Mental Health “Task-shifting”

When posed this question in one of my class discussion boards,”reflect your thoughts on mental illness in society, the impact of mental illness on society and how the issues of the impact of mental illness can be addressed” My answer was as follows:

Let me start by saying that there couldn’t have been a topic closer to my heart. I have far more experience with mental illness than anything else, and hope to have more as I finish my education. My mother was a paranoid schizophrenic (I know our article says not to label them as such, but she was until she killed herself.) My father was a bipolar substance abuser. Me? I have carried almost every diagnosis that you can think of, and yet, here I sit, my version of normal. My nephew, whom I have been raising since he was 10 months old, has early onset bipolar disorder.

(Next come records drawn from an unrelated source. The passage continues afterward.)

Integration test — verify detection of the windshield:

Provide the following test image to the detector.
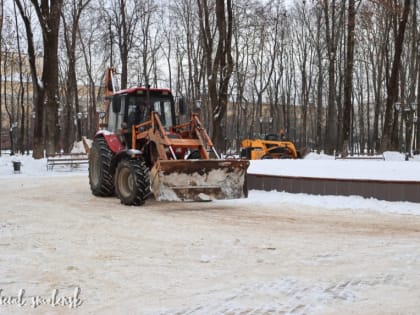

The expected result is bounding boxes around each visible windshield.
[153,100,174,129]
[126,96,147,125]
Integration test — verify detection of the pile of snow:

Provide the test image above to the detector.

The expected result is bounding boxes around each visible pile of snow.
[248,152,420,181]
[218,189,420,216]
[71,138,91,154]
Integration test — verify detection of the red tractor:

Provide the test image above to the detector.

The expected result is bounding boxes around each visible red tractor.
[88,68,249,205]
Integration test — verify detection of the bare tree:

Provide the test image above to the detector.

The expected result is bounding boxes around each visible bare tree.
[341,0,357,156]
[1,14,20,155]
[0,0,3,156]
[78,2,105,138]
[15,0,64,158]
[230,0,253,141]
[135,0,161,87]
[61,0,91,149]
[322,0,345,155]
[103,0,141,89]
[313,4,325,153]
[405,0,418,155]
[416,1,420,152]
[358,2,390,153]
[380,0,411,152]
[292,1,315,148]
[168,0,205,123]
[13,1,27,154]
[197,0,234,150]
[249,2,281,136]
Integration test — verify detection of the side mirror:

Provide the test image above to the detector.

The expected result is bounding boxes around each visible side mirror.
[112,96,121,113]
[178,97,185,115]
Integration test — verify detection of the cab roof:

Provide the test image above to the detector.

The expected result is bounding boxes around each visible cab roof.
[113,86,173,96]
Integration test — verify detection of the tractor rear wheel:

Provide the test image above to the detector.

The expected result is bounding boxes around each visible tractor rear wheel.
[89,137,115,196]
[115,159,150,206]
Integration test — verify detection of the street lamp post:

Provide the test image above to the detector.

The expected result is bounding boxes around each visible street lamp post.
[10,122,18,155]
[195,100,202,112]
[57,107,63,153]
[410,103,417,157]
[403,106,411,160]
[76,112,83,140]
[411,115,418,156]
[83,112,88,137]
[399,102,417,160]
[98,111,106,130]
[31,111,36,150]
[393,102,401,152]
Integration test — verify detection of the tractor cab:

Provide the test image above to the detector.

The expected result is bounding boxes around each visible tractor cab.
[106,87,176,133]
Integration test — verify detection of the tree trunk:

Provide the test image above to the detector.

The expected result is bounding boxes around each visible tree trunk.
[0,0,3,156]
[315,6,323,153]
[42,6,63,156]
[13,1,26,154]
[15,0,64,158]
[341,0,356,157]
[380,0,411,152]
[417,41,420,152]
[15,0,44,158]
[323,0,339,155]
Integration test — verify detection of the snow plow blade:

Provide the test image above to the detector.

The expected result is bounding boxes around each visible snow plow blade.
[150,159,249,201]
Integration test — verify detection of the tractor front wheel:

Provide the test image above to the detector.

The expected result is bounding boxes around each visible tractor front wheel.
[115,159,150,206]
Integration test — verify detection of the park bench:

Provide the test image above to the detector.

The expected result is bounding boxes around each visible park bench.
[46,153,89,171]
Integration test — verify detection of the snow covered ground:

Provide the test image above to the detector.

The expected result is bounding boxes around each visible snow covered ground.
[1,150,420,314]
[1,150,419,215]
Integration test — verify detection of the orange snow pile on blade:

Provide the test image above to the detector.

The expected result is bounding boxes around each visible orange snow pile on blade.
[150,159,249,201]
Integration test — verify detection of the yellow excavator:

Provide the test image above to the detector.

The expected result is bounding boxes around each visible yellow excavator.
[240,133,300,160]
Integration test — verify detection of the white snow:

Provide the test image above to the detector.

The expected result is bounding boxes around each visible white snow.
[1,147,420,314]
[219,189,420,217]
[1,149,419,215]
[248,152,420,181]
[0,153,88,177]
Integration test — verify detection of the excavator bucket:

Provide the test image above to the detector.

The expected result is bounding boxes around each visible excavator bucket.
[150,159,250,201]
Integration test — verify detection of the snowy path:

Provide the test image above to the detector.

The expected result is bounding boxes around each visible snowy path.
[0,176,420,314]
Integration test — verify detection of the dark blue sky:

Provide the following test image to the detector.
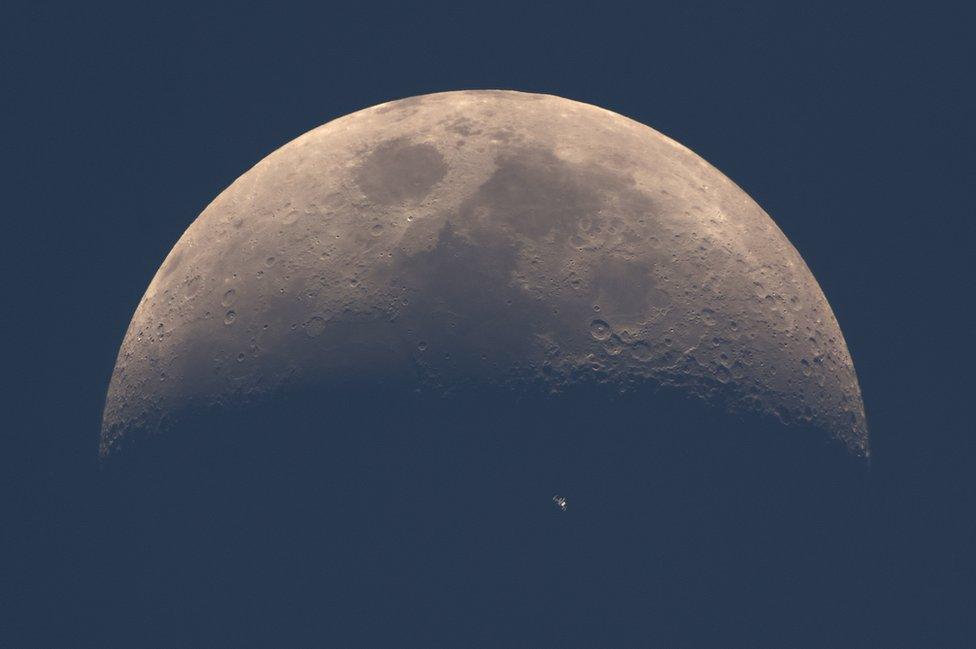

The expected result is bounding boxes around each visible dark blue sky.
[4,3,974,646]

I am in school to become a PTSD psychologist. (Not what this assignment really is, but I wanted to get that part of the way.)

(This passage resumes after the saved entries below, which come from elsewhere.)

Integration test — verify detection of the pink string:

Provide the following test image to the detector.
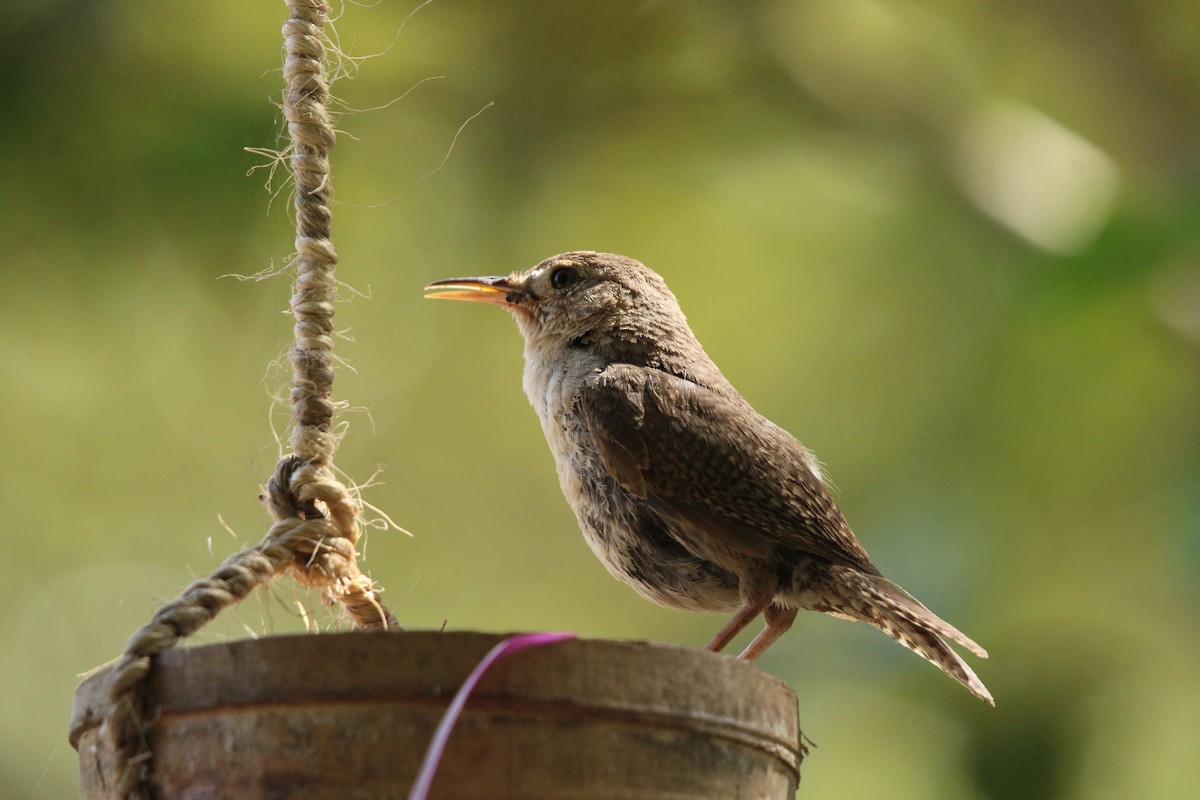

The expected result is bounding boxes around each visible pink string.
[406,632,577,800]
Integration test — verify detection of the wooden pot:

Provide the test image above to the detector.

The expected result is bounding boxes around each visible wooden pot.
[71,631,803,798]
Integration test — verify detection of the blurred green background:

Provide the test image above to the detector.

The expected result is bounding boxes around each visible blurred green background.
[4,1,1199,797]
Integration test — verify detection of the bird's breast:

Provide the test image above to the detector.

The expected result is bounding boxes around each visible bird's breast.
[519,346,741,613]
[521,347,604,498]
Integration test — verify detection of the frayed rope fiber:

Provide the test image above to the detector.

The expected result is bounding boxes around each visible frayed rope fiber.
[101,3,396,799]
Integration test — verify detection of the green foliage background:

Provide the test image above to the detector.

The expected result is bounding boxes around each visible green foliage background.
[4,1,1199,797]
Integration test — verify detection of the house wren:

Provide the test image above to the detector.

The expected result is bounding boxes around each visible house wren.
[426,251,992,704]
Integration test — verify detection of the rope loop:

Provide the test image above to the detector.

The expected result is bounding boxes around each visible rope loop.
[105,459,397,797]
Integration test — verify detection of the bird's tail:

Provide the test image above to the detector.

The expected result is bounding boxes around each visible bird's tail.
[827,567,994,706]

Perhaps you don’t feel impacted by mental illness, as you don’t know anyone that you think of as being mentally ill. I know that it would be much easier if that were true, but the fact remains that mental illness affects every single person in a society, even those without it. The trickle down effect of people not receiving the treatment that they need or from those abusing that system and receiving far more than they need (Our reading didn’t touch on that part…). Our society is affected differently than those in developing countries, where our reading told of the ghastly shortage of psychiatrists across the world. I am baffled at the lack, or maybe I never gave it any consideration because in this country there seems to be a psychiatrist on every street. The fact that Zimbabwe has only a dozen psychiatrists for 3 million people, as Patel told us in his video, is heartbreaking to me. I know how this can affect not only the individual, but the entire society around that person.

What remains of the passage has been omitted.